The use case is specific. Banks do not lend against GPU racks. Nvidia hardware depreciates. Traditional credit markets do not know how to underwrite compute infrastructure. USD.AI is trying to build that credit layer on-chain. The protocol currently holds $344 million in total deposits and has originated $225 million in loans since 2025. The target APR range is 10-15%. Current sUSDai yield: 7.26%.
That puts it at the intersection of three hot narratives: AI infrastructure, real-world asset tokenization, and DeFi lending. Whether the protocol delivers on all three is the open question. But the product is live, the loans are real, and the borrowers are actual GPU operators.

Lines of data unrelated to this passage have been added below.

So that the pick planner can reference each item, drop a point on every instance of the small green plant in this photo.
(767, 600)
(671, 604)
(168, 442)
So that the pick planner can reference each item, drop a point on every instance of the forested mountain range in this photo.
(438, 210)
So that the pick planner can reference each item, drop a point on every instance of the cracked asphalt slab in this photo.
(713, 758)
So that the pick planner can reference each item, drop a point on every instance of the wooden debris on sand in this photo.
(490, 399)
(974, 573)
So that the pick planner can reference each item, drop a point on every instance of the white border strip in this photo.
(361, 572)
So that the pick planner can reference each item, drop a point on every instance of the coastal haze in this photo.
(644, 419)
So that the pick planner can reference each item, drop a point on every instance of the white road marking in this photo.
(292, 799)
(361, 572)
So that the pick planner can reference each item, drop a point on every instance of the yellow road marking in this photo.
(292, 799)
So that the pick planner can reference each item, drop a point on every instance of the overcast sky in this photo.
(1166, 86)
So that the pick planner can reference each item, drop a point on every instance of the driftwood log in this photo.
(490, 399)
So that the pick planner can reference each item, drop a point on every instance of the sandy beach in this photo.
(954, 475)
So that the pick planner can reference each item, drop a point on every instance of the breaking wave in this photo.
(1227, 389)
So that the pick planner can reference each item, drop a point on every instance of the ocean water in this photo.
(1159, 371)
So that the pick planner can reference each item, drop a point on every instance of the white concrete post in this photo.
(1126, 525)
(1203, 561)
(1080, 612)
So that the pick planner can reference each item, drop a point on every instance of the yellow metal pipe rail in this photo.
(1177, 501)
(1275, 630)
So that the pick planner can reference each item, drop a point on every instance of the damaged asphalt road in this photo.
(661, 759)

That is more than most AI tokens can say.
80% of supply locked. Unlocks start this month.
Here is the part the rally does not price in. CHIP has 10 billion max supply. Only 2 billion are circulating. That is 20%. The remaining 80% is split between core contributors, investors, ecosystem bootstrapping, and reserves. Investor and team tokens have a 12-month cliff followed by linear vesting through 2027-2028.

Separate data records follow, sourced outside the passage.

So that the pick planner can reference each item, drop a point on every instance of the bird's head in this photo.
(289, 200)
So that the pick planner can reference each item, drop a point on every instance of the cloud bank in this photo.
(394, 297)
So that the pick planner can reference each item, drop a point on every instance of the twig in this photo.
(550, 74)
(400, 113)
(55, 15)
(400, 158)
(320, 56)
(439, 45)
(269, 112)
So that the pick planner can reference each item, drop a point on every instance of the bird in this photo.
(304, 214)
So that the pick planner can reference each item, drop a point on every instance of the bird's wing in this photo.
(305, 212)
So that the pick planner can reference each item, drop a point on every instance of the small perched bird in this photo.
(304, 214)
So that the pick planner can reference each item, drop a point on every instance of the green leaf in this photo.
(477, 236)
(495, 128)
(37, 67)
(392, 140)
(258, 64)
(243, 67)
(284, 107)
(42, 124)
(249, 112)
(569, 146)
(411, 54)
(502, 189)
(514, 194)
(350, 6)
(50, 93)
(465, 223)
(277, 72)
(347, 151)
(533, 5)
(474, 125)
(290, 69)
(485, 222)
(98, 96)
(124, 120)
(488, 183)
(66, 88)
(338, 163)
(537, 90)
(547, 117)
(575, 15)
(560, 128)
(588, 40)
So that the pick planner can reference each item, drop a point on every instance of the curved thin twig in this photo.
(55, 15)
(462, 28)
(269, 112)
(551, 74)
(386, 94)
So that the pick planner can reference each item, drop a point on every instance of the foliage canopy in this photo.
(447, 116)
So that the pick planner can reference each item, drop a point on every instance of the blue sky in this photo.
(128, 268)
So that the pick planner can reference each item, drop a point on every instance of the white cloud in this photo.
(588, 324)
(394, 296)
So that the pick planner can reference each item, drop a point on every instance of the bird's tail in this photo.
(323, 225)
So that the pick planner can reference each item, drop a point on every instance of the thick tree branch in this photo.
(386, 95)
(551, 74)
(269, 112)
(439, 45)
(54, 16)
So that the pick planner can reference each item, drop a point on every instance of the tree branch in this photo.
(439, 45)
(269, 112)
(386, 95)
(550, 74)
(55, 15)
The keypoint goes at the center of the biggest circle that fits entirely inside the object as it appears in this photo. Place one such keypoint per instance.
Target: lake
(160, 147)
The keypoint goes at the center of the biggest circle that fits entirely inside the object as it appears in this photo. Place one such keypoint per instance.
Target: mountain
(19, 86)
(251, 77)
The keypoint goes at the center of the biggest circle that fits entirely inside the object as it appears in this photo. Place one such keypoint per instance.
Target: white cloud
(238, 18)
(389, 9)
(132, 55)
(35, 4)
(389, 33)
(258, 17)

The first major unlock window opens in May 2026. If new supply hits the market faster than demand absorbs it, price compresses. This is the structural risk that every early-stage token faces. During rallies, nobody talks about it. During drawdowns, it becomes the only conversation.

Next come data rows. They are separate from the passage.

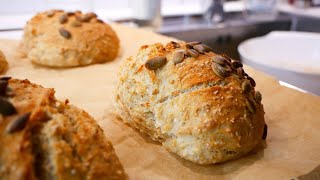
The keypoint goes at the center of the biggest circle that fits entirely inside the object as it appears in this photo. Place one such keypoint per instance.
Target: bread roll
(3, 63)
(43, 138)
(198, 104)
(65, 39)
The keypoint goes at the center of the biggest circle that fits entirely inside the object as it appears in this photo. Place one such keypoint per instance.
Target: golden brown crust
(3, 63)
(90, 41)
(187, 107)
(58, 141)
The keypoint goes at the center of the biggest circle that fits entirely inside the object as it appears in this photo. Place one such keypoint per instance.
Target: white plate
(292, 57)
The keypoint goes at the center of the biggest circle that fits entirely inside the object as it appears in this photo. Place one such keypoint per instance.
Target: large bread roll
(198, 104)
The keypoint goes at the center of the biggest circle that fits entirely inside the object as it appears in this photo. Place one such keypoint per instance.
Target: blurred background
(222, 24)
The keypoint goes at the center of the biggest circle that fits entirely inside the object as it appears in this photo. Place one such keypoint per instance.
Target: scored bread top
(65, 39)
(54, 140)
(204, 111)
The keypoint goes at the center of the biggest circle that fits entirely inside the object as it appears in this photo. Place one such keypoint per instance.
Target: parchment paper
(293, 145)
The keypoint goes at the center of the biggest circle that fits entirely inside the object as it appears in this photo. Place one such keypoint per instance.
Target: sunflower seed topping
(63, 18)
(156, 62)
(206, 48)
(178, 56)
(219, 60)
(65, 33)
(236, 64)
(199, 48)
(240, 72)
(193, 53)
(252, 82)
(246, 86)
(218, 70)
(193, 43)
(250, 105)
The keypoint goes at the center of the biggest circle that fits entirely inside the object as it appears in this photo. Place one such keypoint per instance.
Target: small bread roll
(65, 39)
(43, 138)
(198, 104)
(3, 63)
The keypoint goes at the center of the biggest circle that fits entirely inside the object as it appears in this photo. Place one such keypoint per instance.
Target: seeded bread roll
(198, 104)
(43, 138)
(3, 63)
(65, 39)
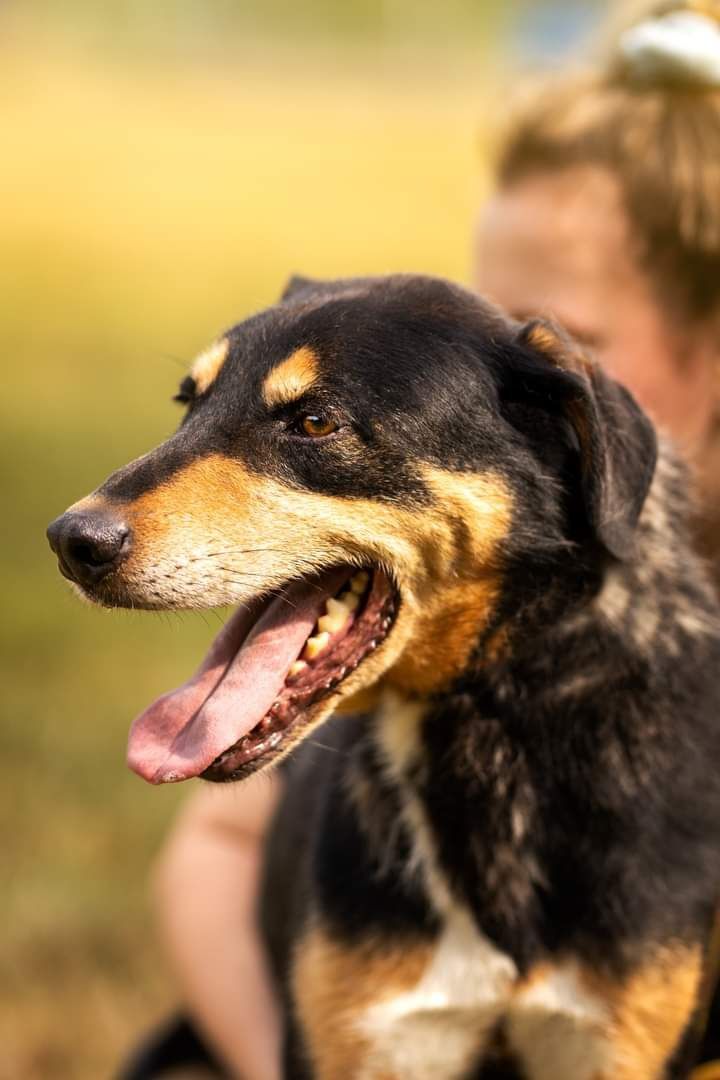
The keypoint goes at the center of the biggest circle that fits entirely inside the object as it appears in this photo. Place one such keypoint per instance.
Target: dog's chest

The volume-to-market-cap ratio reinforces the concern. At launch, CHIP was doing $1.3 billion daily volume against a $200 million market cap. That is 6-7x turnover per day. Even now, $200 million daily volume against a $135 million cap means the token changes hands more than once every 24 hours. That kind of velocity is speculative, not structural.
The AI compute lending thesis is real. The token economics are not proven.
Separate the protocol from the token. The protocol has $225 million in executed loans, $344 million in deposits, and partnerships with enterprise GPU operators. It targets a $1.5 billion pipeline. The first $100 million loan cycle is completing this quarter, which will produce the first real performance data on default rates, yield consistency, and collateral recovery.
The token is different. CHIP is governance-only. It does not capture protocol revenue directly. Holders vote on parameters but do not receive fees. That creates a valuation disconnect: the protocol can succeed while the token underperforms, if governance rights alone do not justify the FDV. At $135 million market cap and $685 million fully diluted, CHIP trades at roughly 3x its total deposits. Whether that is cheap or expensive depends entirely on what the first loan cycle data shows.
The AI infrastructure debate is accelerating across the industry. USD.AI is betting that the hardware powering AI agents needs its own financial layer. That bet has Bitcoin miners pivoting to AI hosting as a tailwind. Whether CHIP is the right way to play it is a separate question from whether the thesis is right.